Lo que también hay, es la seguridad de que las firmas habituales, y los decires judiciales, no evitan femicidios, y que sin medidas de intervención real las mujeres seguimos en riesgo, cada día. Las perimetrales, los sustos de una notificación, las exposiciones y las denuncias, a los violentos, les parecen nada. Ellos violan, las violan sistemáticamente, están acostumbrados a eso, no tienen límites. Ellos mandan, ellos deciden, ellos son los que se saben impunes.
Mientras las Anyelenes, llevan largo tiempo llorando por los rincones, en conflicto con el mundo como les fue enseñado y con la idea de lo que no puede seguir pasado, y se ocultan, viven con miedo, acorraladas en el infierno, sufriendo; hasta que logran pedir ayuda y ahí está el Estado que no está, el vacío, el rechazo o la dilación judicial, la revictimización, el señalamiento, la culpa, el estigma…el por qué no habló antes, no se les puede creer porque hay minas que inventan sólo para perjudicarlos, es al vicio denunciar porque la justicia no hace nada, para qué lo denuncia y después vuelve con él, y tantos flojos argumentos más.

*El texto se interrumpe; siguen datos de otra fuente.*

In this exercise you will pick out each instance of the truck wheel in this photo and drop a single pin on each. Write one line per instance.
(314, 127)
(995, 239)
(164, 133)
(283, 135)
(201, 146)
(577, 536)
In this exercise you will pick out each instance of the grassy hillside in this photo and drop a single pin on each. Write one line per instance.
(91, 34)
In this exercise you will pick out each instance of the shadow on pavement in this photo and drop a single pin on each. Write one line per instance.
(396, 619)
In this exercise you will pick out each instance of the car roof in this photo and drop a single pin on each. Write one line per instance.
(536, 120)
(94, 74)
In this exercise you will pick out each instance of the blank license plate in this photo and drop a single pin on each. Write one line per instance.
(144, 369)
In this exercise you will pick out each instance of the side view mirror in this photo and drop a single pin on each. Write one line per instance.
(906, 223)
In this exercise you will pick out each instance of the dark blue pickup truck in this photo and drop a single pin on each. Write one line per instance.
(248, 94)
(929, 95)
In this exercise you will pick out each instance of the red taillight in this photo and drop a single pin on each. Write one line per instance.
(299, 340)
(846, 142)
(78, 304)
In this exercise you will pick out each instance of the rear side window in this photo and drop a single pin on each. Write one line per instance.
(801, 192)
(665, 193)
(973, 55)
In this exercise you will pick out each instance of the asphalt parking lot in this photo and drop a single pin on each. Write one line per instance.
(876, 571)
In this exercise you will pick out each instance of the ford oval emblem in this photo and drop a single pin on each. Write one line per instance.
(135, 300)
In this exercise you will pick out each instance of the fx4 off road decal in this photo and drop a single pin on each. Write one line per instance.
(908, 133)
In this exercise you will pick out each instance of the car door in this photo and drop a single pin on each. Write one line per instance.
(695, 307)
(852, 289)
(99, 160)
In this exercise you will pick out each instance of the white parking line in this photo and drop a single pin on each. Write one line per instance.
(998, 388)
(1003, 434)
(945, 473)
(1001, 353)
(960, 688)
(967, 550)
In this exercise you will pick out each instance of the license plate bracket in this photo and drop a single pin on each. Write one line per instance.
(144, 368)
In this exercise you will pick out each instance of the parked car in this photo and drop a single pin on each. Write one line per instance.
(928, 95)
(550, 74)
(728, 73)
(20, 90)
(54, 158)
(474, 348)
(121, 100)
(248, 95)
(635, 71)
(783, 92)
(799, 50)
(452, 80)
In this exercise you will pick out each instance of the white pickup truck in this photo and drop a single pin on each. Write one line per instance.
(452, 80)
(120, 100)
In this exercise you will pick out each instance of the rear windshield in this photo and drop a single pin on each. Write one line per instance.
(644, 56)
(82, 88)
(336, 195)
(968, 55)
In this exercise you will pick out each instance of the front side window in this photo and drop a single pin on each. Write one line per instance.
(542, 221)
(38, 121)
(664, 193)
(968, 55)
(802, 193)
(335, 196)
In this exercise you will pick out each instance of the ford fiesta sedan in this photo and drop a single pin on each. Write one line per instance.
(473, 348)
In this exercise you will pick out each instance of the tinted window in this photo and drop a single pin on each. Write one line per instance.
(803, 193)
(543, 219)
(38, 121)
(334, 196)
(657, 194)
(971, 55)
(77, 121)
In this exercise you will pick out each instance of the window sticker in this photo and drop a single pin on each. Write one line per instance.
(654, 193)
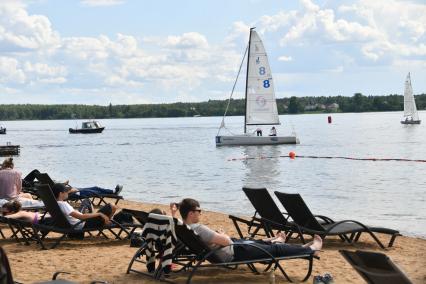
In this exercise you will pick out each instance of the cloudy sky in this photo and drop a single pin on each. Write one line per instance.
(139, 51)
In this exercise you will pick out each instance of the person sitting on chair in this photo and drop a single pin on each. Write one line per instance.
(10, 182)
(190, 211)
(91, 220)
(273, 131)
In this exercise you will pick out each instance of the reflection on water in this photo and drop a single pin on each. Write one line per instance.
(164, 160)
(261, 166)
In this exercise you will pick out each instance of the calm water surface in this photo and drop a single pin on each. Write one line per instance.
(167, 159)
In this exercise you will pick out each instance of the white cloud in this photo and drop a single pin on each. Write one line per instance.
(43, 69)
(10, 71)
(285, 58)
(187, 40)
(96, 3)
(21, 32)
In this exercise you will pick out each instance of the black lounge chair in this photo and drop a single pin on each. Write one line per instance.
(191, 254)
(375, 268)
(203, 253)
(58, 223)
(306, 223)
(265, 208)
(44, 178)
(267, 216)
(141, 216)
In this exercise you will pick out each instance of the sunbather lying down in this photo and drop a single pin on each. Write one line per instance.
(91, 220)
(12, 210)
(190, 211)
(83, 192)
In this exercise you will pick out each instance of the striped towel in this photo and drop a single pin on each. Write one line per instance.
(159, 234)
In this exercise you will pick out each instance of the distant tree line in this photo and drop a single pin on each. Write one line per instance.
(293, 105)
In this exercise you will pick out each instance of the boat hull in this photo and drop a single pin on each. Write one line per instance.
(410, 121)
(86, 131)
(255, 140)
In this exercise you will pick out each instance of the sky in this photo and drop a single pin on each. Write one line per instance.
(164, 51)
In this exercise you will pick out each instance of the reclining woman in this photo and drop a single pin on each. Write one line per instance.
(90, 220)
(82, 192)
(190, 211)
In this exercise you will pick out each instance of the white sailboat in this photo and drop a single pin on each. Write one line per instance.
(410, 110)
(261, 105)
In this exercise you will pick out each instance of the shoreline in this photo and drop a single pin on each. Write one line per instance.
(99, 259)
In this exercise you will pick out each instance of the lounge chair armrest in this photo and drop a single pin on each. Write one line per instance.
(242, 220)
(328, 220)
(347, 221)
(268, 222)
(77, 224)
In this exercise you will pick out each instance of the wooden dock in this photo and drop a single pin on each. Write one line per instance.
(9, 150)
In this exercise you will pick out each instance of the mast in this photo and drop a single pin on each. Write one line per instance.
(248, 64)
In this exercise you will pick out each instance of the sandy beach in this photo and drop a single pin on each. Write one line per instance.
(100, 259)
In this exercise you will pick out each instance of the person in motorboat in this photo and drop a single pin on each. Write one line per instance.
(258, 131)
(190, 211)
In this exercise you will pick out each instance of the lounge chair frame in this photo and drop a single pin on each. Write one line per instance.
(375, 268)
(38, 232)
(191, 254)
(306, 223)
(44, 178)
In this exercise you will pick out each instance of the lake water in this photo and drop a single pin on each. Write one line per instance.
(167, 159)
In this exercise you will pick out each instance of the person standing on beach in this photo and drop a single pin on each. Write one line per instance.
(190, 211)
(10, 182)
(91, 220)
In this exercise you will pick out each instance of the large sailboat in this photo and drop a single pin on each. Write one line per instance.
(410, 110)
(260, 102)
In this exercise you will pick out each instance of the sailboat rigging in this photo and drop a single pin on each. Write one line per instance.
(260, 102)
(410, 110)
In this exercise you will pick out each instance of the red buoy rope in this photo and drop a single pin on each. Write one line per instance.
(292, 156)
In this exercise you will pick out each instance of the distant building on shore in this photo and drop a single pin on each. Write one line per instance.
(333, 107)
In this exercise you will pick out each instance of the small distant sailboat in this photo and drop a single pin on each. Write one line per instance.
(410, 110)
(261, 106)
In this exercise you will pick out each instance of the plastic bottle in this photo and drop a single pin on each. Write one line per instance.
(272, 276)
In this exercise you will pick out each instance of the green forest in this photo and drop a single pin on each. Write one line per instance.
(293, 105)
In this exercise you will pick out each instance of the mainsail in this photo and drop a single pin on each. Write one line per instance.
(261, 107)
(410, 109)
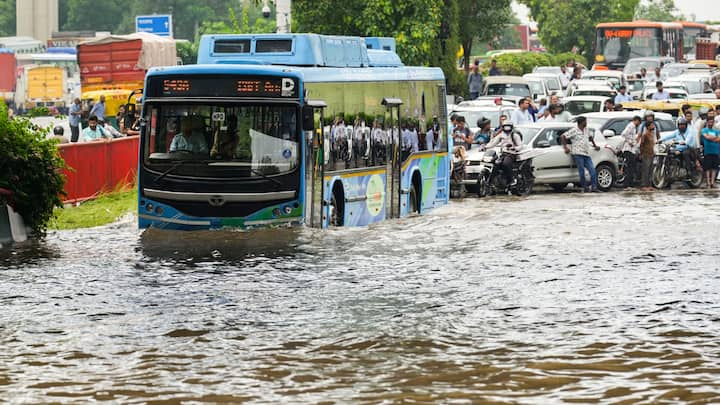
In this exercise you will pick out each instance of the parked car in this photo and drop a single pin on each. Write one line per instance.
(577, 105)
(611, 123)
(671, 70)
(557, 168)
(509, 87)
(635, 87)
(473, 113)
(633, 66)
(676, 93)
(694, 84)
(592, 85)
(615, 77)
(552, 81)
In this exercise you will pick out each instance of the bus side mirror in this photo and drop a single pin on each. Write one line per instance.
(129, 118)
(308, 118)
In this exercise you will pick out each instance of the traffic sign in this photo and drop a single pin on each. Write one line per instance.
(154, 24)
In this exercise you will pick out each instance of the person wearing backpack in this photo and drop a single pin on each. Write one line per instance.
(581, 138)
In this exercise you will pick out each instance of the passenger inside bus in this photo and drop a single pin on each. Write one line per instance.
(191, 138)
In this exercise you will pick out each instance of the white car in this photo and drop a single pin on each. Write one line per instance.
(676, 93)
(577, 105)
(557, 168)
(615, 77)
(611, 123)
(490, 111)
(552, 81)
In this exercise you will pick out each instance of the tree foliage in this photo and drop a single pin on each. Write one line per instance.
(658, 10)
(31, 169)
(7, 18)
(566, 24)
(482, 21)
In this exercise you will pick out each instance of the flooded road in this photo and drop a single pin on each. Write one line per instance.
(610, 298)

No hay ninguna duda, Anyelén pidió ayuda, ayuda que quedó en la acción, obsoleta e insuficiente de una orden de restricción, el papelito que les permite a los funcionarios judiciales dormir tranquilos porque ya hicieron lo que “tenían que hacer”, que es nada, porque ya sabemos nosotres y elles que no alcanza. Que cuidar es ir más allá, que herramientas hay, pocas, pero usables en tanto se construyan más de la mano de esos otres funcionarios que tampoco hacen lo que hay que hacer para intentar salvar vidas. Para intentar cambiar realidades, para que nos dejen de matar.

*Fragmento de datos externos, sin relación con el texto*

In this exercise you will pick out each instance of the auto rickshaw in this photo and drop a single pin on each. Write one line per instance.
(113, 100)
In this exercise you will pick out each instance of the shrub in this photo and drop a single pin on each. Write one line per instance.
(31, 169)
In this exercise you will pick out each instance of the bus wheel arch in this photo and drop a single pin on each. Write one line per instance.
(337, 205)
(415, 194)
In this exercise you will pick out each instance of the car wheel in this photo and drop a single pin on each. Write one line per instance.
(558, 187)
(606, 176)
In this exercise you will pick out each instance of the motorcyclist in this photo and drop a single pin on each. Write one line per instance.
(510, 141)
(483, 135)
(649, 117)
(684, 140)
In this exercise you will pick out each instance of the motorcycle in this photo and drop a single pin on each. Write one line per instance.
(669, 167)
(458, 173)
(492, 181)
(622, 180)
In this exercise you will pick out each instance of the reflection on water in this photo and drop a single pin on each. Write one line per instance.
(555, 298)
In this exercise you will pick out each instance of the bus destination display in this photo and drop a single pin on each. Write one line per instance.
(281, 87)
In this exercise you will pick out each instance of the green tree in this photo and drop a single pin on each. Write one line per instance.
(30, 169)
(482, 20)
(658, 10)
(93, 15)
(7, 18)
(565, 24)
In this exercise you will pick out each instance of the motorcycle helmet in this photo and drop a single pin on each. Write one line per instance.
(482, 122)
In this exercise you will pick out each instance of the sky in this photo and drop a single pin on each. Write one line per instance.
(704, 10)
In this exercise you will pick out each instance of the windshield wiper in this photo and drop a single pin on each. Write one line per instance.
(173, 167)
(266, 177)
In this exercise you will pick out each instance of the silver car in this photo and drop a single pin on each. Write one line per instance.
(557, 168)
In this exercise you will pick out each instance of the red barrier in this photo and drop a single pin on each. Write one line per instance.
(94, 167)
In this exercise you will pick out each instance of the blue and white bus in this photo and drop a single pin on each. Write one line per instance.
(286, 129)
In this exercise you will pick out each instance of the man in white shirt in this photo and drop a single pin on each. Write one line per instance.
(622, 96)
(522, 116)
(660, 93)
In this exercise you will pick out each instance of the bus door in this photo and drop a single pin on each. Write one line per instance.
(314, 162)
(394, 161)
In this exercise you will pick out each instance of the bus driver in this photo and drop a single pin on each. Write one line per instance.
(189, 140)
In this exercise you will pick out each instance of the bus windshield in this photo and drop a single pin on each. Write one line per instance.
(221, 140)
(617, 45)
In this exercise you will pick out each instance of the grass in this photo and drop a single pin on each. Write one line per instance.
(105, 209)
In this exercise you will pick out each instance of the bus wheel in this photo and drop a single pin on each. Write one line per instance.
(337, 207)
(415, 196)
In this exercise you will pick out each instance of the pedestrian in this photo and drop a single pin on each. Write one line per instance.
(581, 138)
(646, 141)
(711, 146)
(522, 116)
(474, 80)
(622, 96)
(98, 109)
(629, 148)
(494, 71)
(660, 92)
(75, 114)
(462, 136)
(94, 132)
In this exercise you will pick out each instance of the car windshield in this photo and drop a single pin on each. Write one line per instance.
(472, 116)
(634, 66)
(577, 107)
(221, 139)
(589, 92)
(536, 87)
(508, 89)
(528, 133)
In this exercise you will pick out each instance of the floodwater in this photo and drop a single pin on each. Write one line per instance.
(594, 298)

No hay ninguna duda, le van a dar una perpetua, que no nos devuelve a una Anyelén. Hasta ahí ya avanzamos, la pena es todo lo dura que puede ser, pero eso no evita el femicidio. Si no se trabaja en intervenir, apenas hay una luz de alarma, cambiar la realidad se hace imposible. El trabajo tiene que ser multidisciplinario, organizado, de detección e intervención de quiebre; porque la condena, que es lo último, no puede seguir siendo “un consuelo” a fin de cuentas, donde el femicida pague con su encierro y los tormentos carcelarios lo que hizo. Simplificar la discusión a ese efecto no nos salva, nos deja solas, nos desampara, nos violenta porque no garantiza e invisibiliza. Simplificar la discusión también nos mata.
Mientras tanto, desde el impacto y el hartazgo social se marcha, se pide justicia, se pone voz a las que ya no están, se desnudan realidades, se construyen estadísticas, se radicalizan los dolores y los horrores para que no nos gane la insensibilización y el cansancio que anula y aquieta, se llora colectivamente, se asume la indignación y se unifica el pedido de perpetua, que deja sabor a poco.
No hay ninguna duda, el Estado es responsable, de no profundizar acciones desde los orígenes de la violencia de género, de no garantizar la perspectiva de género y de no acompañar los procesos judiciales con evaluaciones sobre las propias prácticas a fin de limpiar los vicios y las violencias que se sistematizan y se perpetúan en el ámbito de la justicia. Y no hay ninguna duda, el peligro existe en tanto siga molestando e incomodando más, hablar sobre violencia de género, que llorar femicidios a montones.